A. Win2K introduced the Disk Cleanup Wizard, which checks a specified volume and estimates the amount of disk space you might be able to recover and use. The wizard can identify space savings in several areas, including

  • program files that you've downloaded and installed
  • temporary Internet files
  • temporary files
  • temporary offline files (Win2K only)
  • offline files (Win2K only)
  • Recycle Bin content
  • offline Web pages (Windows XP only)
  • setup log files (XP only)
  • compressed files that you haven't accessed recently
  • catalog files for the content indexer that the OS used during a previous indexing operation

To run the Disk Cleanup Wizard, perform the following steps:

  1. Start Disk Cleanup (go to Start, Programs, Accessories, System Tools, and click Disk Cleanup).
  2. Select the name from the displayed list of the disk volume that you want to check for available free space, then click OK.
  3. The wizard displays the status as it checks the various elements (the wizard spends most of its time checking for files that it can compress).
  4. After the analysis is complete, the wizard presents a summary with options you can select for freeing up space. Select the options you want to use and clear those options you don't want to use.
    Click here to view image
  5. Under the More Options tab, you can take additional steps to free disk space, such as removing installed programs and Windows components as well as deleting all but the most recent system restore point. After you've made your selections, click OK.
  6. Click Yes to the action confirmation.

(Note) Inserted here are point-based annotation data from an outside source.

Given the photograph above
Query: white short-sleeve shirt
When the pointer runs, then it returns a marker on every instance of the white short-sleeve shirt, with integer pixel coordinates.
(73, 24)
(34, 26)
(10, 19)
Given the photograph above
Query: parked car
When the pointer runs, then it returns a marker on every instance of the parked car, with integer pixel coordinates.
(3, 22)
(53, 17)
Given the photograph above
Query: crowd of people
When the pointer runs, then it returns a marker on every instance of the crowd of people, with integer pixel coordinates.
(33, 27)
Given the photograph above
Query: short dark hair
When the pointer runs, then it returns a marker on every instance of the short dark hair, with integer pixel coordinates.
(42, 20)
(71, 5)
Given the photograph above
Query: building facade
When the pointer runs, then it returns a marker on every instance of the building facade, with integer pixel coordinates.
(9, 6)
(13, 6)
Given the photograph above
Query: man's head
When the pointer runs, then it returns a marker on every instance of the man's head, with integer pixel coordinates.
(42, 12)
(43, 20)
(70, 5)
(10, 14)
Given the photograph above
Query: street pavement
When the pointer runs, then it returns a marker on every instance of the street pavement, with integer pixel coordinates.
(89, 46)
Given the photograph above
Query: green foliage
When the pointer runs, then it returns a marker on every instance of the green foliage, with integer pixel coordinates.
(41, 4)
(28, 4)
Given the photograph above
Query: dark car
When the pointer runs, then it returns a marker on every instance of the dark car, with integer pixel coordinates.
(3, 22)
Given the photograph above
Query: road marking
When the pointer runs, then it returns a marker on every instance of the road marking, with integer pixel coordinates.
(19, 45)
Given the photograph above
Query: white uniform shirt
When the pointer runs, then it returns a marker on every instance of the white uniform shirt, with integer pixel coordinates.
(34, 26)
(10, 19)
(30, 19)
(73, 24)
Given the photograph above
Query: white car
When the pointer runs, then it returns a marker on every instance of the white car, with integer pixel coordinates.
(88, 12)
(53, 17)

Depending on the volume you select, the wizard will display different elements. For example, a non-boot partition or volume will exhibit options related to the Recycle Bin, compressed files that you haven't accessed recently, and the content-indexer intermediary catalog files. After you click Yes on the action confirmation, a dialog box will appear that displays the progress of the disk cleanup. The wizard will exit after it finishes the cleanup.